Pyongyang: A Journey in North Korea

Reviewed

Oct 9, 2005

by Bill Humphries

Pyongyang: A Journey in North Korea

4/5

I just read

Guy Delisle’s Pyongyang, a graphic memoir of the two months the French-Canadian animator spent in the North Korean capitol, supervising a team of animators at the Scientific and Educational Film Studio of Korea (when your production company’s too broke or cheap to outsource to Seoul.)

Delisle’s grey and black illustrations convey the banality of the North Korean capitol, with its grotesque tributes to the father/son dictators, empty tourist hotels, and abandoned construction projects.

As a filmmaker, he notices Kim Jong-Il’s propagandists bash the citizenry over the head with the Japanese Occupation during World War II — apparently the only legitimate film genre, and newsworthy story. It’s the bloody shirt the regime uses to justify itself. Delisle’s trip predates the World Trade Center/Pentagon attacks, so I found the constant referals to Japanese attrocities familiar. Imagine George Bush cranking the 9/11 dial up to 11.
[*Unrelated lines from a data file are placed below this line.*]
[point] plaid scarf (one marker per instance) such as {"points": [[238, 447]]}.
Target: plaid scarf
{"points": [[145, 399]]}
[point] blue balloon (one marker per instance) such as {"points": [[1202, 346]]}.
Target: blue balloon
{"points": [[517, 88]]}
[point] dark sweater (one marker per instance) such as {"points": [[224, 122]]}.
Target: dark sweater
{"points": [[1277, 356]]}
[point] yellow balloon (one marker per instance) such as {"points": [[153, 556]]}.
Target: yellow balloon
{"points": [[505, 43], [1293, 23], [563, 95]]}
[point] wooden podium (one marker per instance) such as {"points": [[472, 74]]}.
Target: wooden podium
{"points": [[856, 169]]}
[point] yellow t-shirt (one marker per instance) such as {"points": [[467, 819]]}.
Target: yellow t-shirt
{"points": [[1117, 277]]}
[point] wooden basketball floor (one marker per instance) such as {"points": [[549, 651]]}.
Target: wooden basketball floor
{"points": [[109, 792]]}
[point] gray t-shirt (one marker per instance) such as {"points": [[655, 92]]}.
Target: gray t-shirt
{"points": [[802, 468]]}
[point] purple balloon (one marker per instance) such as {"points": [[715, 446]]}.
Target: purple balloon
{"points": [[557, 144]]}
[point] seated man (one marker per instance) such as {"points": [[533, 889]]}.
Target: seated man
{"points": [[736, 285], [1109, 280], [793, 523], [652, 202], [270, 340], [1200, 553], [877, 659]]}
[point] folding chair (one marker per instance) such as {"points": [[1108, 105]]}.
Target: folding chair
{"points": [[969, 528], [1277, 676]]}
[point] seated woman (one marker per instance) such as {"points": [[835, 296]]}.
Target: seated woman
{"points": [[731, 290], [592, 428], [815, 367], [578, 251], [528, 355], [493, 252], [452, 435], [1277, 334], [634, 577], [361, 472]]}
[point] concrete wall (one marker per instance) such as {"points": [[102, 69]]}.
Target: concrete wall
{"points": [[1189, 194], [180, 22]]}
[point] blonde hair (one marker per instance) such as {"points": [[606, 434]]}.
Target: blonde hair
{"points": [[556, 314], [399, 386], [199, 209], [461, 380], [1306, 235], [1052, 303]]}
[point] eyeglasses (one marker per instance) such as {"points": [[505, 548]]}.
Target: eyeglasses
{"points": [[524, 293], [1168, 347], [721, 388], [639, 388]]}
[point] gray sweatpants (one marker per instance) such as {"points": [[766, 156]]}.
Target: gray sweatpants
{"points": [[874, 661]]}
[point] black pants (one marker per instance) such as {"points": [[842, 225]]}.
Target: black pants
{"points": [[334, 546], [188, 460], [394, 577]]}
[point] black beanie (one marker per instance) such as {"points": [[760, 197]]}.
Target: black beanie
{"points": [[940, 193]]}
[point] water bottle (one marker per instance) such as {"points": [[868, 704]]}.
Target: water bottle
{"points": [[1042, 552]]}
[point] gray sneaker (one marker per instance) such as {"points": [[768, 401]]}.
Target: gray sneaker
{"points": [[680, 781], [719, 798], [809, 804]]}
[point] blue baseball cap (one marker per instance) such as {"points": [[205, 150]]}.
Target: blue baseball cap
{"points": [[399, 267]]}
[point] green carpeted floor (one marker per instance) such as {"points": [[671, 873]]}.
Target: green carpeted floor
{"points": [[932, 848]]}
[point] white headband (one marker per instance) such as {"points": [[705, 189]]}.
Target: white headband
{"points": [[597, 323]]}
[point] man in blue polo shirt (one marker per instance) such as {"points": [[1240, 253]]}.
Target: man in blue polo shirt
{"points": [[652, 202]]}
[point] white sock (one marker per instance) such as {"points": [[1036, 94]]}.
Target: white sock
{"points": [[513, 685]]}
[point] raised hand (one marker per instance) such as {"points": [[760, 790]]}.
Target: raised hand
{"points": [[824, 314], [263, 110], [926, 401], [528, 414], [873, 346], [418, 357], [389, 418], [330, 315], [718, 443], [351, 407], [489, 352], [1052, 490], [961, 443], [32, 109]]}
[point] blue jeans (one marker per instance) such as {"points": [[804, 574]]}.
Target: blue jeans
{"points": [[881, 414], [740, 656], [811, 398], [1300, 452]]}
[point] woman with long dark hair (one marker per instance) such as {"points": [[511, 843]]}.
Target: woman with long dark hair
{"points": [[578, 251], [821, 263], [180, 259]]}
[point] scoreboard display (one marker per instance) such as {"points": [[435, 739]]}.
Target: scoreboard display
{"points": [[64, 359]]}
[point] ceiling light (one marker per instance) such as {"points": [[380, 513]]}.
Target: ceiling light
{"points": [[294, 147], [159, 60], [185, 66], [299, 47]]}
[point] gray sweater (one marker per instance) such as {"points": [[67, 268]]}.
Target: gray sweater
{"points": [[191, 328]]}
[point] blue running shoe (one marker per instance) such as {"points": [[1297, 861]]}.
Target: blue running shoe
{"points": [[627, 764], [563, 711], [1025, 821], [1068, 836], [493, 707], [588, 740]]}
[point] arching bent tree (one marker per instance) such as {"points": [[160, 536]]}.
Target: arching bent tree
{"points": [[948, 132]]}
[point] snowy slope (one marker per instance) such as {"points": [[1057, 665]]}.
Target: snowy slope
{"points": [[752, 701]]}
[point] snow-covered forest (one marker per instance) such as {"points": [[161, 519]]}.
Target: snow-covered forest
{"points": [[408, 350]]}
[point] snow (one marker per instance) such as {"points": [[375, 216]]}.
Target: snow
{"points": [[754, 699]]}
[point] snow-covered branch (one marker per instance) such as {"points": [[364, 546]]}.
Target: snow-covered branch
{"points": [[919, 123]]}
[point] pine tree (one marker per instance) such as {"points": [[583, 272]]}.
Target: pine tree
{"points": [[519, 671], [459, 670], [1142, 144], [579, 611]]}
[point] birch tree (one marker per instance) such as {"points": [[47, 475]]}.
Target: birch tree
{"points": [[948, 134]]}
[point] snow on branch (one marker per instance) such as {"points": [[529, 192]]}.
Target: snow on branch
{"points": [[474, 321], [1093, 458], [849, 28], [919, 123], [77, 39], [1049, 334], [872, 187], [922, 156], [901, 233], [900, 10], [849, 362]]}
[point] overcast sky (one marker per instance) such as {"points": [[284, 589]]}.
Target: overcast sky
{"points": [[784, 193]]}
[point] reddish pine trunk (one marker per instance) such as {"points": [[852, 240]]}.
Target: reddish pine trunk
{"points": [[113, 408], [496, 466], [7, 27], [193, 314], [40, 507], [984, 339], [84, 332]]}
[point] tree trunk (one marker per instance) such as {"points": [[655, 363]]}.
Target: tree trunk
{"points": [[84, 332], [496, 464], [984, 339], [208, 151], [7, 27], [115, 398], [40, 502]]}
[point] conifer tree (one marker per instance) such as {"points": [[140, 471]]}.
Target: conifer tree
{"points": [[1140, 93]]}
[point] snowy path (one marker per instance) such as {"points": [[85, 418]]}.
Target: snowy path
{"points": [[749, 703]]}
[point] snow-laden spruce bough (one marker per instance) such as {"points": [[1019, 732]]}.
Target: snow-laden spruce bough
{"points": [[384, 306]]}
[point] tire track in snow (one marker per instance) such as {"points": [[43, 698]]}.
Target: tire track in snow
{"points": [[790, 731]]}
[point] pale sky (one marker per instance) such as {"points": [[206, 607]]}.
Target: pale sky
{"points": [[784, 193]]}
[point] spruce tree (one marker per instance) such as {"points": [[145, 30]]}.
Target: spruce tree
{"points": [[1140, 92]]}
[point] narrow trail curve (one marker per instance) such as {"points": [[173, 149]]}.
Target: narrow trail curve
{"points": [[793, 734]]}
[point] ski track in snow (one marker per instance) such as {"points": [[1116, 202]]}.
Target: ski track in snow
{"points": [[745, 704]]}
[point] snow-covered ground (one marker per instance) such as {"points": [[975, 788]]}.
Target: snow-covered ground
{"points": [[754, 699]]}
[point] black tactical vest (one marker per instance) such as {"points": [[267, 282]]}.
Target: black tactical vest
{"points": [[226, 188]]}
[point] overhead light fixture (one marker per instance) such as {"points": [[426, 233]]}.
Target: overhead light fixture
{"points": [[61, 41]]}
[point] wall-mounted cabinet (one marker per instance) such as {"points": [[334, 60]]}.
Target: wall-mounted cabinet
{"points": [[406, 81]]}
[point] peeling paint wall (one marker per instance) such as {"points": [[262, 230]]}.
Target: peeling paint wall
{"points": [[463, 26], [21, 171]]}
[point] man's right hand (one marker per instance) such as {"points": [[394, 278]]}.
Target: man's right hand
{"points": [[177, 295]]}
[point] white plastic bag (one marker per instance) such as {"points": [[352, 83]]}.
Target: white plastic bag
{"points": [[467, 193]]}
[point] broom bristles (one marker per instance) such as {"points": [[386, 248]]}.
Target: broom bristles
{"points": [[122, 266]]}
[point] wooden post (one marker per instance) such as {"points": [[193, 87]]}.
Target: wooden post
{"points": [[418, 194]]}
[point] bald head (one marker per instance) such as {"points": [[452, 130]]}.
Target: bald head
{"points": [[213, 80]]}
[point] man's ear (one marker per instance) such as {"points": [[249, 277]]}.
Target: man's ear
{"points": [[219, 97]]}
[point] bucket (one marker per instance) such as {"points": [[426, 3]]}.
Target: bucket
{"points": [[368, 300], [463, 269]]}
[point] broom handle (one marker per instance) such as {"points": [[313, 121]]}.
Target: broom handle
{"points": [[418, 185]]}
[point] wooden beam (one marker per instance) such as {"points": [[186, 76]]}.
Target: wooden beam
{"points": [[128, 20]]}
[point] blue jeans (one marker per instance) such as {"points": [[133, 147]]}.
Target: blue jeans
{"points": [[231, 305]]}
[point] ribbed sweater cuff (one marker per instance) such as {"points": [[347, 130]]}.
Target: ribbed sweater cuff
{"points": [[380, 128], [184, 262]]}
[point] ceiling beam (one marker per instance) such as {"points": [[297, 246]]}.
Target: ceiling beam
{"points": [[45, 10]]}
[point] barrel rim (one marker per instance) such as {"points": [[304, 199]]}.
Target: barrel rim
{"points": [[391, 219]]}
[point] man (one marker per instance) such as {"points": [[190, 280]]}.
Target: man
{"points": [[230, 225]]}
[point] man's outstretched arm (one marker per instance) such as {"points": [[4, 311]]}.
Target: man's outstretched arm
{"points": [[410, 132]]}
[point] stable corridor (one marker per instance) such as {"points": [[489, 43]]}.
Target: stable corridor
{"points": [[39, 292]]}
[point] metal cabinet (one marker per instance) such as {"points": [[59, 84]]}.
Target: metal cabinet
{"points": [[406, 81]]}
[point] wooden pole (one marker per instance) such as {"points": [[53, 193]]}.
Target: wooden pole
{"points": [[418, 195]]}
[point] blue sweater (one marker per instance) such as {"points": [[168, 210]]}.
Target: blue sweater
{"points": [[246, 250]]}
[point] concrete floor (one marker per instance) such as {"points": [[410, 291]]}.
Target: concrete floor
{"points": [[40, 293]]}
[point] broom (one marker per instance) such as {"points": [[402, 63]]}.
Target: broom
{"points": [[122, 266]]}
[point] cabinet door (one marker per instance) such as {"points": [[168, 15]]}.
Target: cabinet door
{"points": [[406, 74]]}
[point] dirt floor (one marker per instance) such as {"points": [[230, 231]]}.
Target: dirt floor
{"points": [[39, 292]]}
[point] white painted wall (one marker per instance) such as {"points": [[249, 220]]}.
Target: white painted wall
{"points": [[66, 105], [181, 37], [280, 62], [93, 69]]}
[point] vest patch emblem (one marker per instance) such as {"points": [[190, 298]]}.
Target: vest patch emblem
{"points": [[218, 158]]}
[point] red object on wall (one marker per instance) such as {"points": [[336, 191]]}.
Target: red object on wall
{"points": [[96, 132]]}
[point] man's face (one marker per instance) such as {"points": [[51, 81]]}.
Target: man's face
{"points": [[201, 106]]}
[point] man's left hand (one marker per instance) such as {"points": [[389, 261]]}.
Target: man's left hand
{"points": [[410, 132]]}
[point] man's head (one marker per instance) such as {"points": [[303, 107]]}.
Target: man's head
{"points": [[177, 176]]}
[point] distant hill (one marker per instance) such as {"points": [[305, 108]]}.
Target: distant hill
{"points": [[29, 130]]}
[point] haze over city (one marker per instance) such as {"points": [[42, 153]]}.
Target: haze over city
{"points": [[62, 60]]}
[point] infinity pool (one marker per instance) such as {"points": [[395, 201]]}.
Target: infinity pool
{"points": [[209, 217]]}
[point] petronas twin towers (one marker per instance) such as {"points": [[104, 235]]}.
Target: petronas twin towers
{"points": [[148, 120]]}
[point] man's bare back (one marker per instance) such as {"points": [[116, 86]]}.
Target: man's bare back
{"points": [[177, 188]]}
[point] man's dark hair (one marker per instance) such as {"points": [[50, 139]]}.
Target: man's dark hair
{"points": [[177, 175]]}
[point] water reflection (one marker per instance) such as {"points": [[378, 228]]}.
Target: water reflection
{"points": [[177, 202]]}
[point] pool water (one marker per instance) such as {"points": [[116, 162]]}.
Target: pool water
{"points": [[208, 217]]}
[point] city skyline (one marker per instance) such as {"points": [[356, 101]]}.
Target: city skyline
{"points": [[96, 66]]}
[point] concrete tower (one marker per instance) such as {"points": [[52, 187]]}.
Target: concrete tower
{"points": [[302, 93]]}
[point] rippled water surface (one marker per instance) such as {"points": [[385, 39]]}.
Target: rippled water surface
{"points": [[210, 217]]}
He’s a little suprised to find Pyongyang’s a clean, yet underlit and underused city. He can’t travel outside, except on supervised trips to more monuments to Jong-Il and Il-Sung. The residents are handpicked for their loyalty, and Delisle can’t get a honest answer out of his minders.

You won’t find an answer to what’s really going on in North Korea in this book. Delisle says: To what extent can a mind be manipulated? We’ll probably get some idea when the country eventually opens up or collapses. (p. 136) Reading it you’ll get a feel for what a horrid mess of a country North Korea’s become.